Concert Tubular Bells al Sincrotró ALBA

Coproduced by the UAB and Opus One, the concert included the collaboration of the ALBA Synchrotron facility in order to create a unique atmosphere combining science and art under an unrivalled setting.

On 25 May at 9 p.m. (GMT+2), the Universitat Autònoma de Barcelona broadcast free and open for the whole world on its YouTube channel a concert celebrating the 50th anniversary of the release of the album Tubular Bells by British musician Mike Oldfield, interpreted by the Opus One orchestra, directed by Xavier Alern.
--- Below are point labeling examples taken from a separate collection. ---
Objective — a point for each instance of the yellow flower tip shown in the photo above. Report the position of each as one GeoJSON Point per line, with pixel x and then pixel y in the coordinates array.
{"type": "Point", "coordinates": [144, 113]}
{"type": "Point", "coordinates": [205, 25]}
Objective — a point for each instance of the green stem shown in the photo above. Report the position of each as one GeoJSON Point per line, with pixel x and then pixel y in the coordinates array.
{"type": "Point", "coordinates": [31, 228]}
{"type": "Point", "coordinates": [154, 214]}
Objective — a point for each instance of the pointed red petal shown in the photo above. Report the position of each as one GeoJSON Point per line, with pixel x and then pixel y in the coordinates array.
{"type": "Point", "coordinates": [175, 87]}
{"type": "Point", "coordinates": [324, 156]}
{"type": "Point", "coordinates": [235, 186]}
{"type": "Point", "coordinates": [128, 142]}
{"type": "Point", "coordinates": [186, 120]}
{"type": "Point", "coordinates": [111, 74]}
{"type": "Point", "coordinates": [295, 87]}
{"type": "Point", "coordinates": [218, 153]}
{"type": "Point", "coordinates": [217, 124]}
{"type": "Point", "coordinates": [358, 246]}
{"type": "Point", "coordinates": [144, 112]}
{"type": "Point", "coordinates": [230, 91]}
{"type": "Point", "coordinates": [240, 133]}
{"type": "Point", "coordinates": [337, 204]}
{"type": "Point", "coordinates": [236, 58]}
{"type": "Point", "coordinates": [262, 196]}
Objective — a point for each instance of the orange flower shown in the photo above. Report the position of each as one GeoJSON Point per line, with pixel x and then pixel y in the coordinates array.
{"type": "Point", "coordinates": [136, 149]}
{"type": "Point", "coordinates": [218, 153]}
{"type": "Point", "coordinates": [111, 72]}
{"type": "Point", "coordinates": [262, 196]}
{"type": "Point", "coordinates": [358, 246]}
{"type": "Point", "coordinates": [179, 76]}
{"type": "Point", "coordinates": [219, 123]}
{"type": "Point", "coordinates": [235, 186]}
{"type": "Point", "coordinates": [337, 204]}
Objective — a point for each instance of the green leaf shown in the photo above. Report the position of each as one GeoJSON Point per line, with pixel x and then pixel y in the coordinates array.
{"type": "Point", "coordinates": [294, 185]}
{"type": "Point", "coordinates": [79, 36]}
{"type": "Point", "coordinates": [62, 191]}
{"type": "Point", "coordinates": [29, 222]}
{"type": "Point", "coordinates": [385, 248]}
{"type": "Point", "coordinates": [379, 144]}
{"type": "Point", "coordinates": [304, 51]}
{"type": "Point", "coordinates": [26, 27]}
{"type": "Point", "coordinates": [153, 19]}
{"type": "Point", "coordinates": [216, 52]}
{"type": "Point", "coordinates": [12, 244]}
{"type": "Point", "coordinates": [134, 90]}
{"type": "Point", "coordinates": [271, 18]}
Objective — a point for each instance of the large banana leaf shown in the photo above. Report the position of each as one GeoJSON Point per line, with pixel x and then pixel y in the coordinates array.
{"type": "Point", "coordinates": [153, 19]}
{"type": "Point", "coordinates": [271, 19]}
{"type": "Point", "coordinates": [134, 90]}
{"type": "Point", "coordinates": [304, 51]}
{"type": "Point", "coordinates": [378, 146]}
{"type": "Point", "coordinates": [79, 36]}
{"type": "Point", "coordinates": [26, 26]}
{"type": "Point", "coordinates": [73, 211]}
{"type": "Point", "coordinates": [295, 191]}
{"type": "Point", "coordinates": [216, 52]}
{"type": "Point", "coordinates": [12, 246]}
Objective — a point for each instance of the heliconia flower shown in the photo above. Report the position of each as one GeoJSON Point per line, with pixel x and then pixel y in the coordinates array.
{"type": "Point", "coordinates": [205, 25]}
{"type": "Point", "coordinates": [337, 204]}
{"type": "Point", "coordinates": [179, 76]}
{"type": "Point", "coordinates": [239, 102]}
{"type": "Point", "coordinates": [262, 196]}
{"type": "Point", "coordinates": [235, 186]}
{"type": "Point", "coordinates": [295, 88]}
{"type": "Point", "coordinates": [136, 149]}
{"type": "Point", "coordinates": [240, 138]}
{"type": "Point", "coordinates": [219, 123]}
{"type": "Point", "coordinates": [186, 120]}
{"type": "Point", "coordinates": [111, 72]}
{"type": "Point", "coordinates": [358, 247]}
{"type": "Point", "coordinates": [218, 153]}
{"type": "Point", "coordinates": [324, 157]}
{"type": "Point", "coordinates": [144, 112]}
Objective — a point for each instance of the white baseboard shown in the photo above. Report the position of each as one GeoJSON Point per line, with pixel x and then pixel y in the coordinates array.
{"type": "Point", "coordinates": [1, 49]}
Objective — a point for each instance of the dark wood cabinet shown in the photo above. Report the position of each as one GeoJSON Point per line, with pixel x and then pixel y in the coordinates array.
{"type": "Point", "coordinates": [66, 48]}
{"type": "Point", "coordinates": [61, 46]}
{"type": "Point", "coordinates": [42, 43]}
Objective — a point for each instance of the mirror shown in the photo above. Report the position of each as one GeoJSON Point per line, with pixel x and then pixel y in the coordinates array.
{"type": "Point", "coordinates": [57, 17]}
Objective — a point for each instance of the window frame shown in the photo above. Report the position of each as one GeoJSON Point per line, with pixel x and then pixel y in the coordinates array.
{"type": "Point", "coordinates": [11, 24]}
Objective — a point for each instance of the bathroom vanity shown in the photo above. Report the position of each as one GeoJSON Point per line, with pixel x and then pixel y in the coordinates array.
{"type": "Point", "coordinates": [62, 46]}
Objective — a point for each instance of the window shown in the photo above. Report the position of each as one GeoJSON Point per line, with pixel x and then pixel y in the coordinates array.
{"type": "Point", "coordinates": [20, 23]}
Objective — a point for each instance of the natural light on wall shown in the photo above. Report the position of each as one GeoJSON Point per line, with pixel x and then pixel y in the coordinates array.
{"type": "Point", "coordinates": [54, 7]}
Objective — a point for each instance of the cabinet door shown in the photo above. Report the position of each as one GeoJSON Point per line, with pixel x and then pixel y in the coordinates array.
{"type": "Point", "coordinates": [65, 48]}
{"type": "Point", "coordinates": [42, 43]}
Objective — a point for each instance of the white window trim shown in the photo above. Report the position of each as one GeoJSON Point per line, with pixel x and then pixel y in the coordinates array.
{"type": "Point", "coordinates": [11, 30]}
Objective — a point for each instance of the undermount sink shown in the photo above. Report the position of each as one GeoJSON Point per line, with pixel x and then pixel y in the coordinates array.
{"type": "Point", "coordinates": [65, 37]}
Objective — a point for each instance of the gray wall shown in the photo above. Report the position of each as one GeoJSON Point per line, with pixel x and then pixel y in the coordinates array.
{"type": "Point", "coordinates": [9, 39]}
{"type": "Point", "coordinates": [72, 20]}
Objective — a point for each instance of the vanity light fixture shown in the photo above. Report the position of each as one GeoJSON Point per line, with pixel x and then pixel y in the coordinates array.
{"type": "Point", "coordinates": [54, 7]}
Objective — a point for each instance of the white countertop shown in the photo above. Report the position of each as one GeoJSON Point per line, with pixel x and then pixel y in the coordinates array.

The event, co-produced by the UAB and Opus One, included the collaboration of the ALBA Synchrotron facility in order to create a unique atmosphere combining science and art under an unrivalled setting.

A modern music classic

On 25 May 1973, Mike Oldfield, then an unknown British musician in his early twenties, released Tubular Bells, his first solo album, a project that two years earlier had been rejected by several record companies because of its apparent lack of commerciality. The Manor recording studio, where Oldfield worked as a session musician, relied on his artistic talent and the work became the first release of Richard Branson's Virgin Records, and went on to become one of the most influential records in the history of contemporary music.

According to Professor Alern, Oldfield's first album represents "a key work in contemporary music, which belongs to a time when the frontier between cultured music and urban music was more imprecise than ever". Tubular Bells, which has sold more than 20 million copies, was also part of the original soundtrack of William Friedkin's 1973 film The Exorcist.

Another peculiarity of Tubular Bells is that the British composer played almost all of the instruments (grand piano, honky-tonk piano, electric, acoustic and classical guitars, drums, Farfisa organs, etc. ) used in the recording: "His astonishing instrumental skills, as well as the beauty of his melodies and his expertise in mixing sounds of different musical styles, earned him the nickname of the Mozart of the 20th century", emphasises the UAB lecturer in Musicology.

The Opus One project

Opus One is a musical group of contemporary instruments made up of seventeen musicians, including several lecturers and alumni of the UAB, and promoted by Xavier Alern to pay homage to Mike Oldfield and the 50th anniversary of his masterpiece. The name of the musical group is related to the original title of the album, but Oldfield changed his mind when he noticed some tubular bells during a recording session, which he later incorporated into his project.  

Xavier Alern's proposal consisted of offering an accurate interpretation of Tubular Bells, without anachronisms and with the utmost respect for the spirit of the mythical 1973 recording.

Following this premiere, Opus One will embark on a world tour that will begin on 13 June with a concert at the Palau de la Música Catalana in Barcelona, where they will perform this and other works by Mike Oldfield, with the participation of Scottish singer Maggie Reilly, known for her collaborations with Mike Oldfield.